Feb 7 – Emily and I go to Brewer’s Mills to meet funeral there. No snow all wheels. Fergus and Frank there. All of us go to Donnelly’s.
Feb 13 – Fergus, Frank and Baby here.
Feb 14 – Fergus goes back. Frank and Baby stay.
Feb 15 – A new teacher arrives and is here for dinner a Mr Stevens but he will not pay enough so we won’t take him. He goes to Townsends.
Feb 24 – Ash Wednesday. Rainy day. Usual visitors this month plus Littlejohn’s from Gan. Hannah Green etc.
Feb 26 – Drove buggy to Gan for Madeline and Hazel Bracken. No snow.
Feb 27 – Take Madeline to Ellisville and Bracken take girls to Gan.
March 11 – first time we have had in sawing machine to cut wood. Good idea.
March 12 – Fergus, Frank and Norah come. Lyndhurst boys played Seeleys Bay hockey and won.
March 16 – Got a far of wild hay off the creek and cows liked it.
March 14 – Started to Gan for Madeline but met her coming with Mr Littlejohn just as I started.

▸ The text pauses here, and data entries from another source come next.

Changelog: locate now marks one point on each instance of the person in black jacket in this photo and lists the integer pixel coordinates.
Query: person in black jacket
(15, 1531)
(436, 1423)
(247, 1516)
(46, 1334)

March 24 – Joe Bolton and young Chas arrive.
March 31- pet lamb dies.
April 6 – Nets colt born today.
April 8 – Drove the two older colts as team today. Went fine. Madeline home for Easter Holidays
April 9 – Good Friday. We keep it holy.
April 11 – Easter Sunday, Quiet day.
April 14 – Ellen comes home from Gan.
April 19 – Monday – Took Madeline back to Gan.
April 22 – Syrup season over. Gather buckets etc today.
April 26 – Bought Manitoba oats from G Roddick and bag of Purity Flour.
April 30 – Big snow storm.
May 9 – Went to Mass at Lansdowne but roads so bad we could hardly get home.
May 13 – Got word cousins Pat O’Connor dead in Rochester. Leaves 1 son Charles.
May 15 – Fergus, Frank and Norah here and over night.
May 22 – Stewart Willoughby dead.
May 28 – Colt born this morn. Month of planting and sowing. Emily goes to Gan for a week.